Efficient Method for Predicting Crystal Structures at Finite Temperature: Variable Box Shape Simulations

We present an efficient and robust method based on Monte Carlo simulations for predicting crystal structures at finite temperature. We apply this method, which is surprisingly easy to implement, to a variety of systems, demonstrating its effectiveness for hard, attractive, and anisotropic interactions, binary mixtures, semi-long-range soft interactions, and truly long-range interactions where the truly long-range interactions are treated using Ewald sums.
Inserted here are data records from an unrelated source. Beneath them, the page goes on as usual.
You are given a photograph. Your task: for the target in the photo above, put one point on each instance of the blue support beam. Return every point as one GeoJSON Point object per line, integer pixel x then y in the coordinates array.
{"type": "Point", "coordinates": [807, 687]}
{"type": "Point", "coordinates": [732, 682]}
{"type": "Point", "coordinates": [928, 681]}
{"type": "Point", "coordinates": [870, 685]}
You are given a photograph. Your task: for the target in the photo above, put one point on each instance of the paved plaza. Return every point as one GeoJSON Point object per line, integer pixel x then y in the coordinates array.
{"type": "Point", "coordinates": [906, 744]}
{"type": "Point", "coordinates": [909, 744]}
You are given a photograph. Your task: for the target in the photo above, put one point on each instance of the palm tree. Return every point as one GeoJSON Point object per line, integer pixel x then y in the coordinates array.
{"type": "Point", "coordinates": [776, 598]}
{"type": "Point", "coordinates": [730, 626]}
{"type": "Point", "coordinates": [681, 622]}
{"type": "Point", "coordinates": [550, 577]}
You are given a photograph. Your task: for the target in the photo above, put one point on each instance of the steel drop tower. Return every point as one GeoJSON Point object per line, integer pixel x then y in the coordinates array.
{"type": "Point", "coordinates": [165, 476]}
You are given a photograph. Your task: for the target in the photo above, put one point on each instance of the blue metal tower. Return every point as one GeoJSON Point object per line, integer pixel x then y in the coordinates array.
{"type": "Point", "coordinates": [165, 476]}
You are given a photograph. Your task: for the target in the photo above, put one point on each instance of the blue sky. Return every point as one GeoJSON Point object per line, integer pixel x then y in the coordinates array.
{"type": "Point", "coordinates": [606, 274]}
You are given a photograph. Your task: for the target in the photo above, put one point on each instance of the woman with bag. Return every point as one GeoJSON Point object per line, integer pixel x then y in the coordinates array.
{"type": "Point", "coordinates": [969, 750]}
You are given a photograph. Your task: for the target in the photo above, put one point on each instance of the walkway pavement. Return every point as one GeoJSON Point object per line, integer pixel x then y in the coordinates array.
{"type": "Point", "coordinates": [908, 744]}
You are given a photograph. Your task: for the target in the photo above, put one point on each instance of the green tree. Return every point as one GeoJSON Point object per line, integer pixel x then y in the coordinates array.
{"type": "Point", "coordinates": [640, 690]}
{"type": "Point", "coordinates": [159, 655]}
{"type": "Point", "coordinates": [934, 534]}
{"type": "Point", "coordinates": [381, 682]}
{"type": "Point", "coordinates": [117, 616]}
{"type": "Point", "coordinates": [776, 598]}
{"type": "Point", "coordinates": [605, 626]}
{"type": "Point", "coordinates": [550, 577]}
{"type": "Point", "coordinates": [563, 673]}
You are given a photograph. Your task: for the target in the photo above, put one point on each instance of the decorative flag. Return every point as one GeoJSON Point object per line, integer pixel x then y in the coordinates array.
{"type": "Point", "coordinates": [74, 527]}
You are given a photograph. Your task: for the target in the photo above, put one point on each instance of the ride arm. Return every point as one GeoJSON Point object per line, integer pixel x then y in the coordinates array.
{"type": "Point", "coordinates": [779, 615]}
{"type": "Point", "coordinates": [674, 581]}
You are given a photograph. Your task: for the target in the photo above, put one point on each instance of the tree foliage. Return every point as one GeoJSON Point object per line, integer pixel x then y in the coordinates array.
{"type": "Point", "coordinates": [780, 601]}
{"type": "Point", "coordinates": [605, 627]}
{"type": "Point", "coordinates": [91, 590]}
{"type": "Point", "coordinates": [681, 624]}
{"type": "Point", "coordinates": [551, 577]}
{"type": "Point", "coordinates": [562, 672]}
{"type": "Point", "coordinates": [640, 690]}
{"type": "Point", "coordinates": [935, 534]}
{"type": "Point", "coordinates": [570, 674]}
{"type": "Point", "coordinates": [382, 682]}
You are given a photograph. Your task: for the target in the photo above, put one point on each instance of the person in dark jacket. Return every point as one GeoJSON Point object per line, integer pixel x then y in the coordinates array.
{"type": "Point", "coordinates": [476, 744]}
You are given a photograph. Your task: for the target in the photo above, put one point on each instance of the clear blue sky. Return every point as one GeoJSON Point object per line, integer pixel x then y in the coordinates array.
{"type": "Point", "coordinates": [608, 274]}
In the case of binary hard-sphere mixtures, star polymers, and binary Lennard-Jones mixtures, the crystal structures predicted by this algorithm are consistent with literature, providing confidence in the method. Finally, we predict new crystal structures for hard asymmetric dumbbell particles, bowl-like particles and hard oblate cylinders and present the phase diagram for the oblate cylinders based on full free energy calculations.

Figure 1

(a) and (b) correspond, respectively, to the $xy$ and $xz$ faces of the $AB$ crystal structure from Space Group 166 found in the set of predicted phases for size ratios 0.4–0.6. (c) and (d) correspond to the $xy$ and $xz$ phases of the ${\mathrm{AlB}}_2$ crystal structure. Note that the planes made by the small particles in both structures correspond to 2D honeycomb planes, while the large colloids sit on a hexagonal lattice.

Figure 2

Cartoon and predicted crystal structures for hard bowls.

Figure 3

Phase diagram of hard oblate spherocylinders in the packing fraction ($\varphi$) versus dimensionless thickness ($L/D$) representation (d), where the diameter $D$ and thickness $L$ are depicted in (a). The state points in the dark gray area are inaccessible since they lie above the maximum close packing line. $X_{\mathrm{aligned}}$ and $X_{\mathrm{tilted}}$, denote the aligned and tilted crystal structures as shown in (b) and (c), “iso,” “nem,” and “col” are the isotropic, nematic, and the columnar phase, respectively. The lines are a guide to the eye. The coexistence packing fractions of the nematic and the columnar phase for $L/D=0$ are from Ref. 24.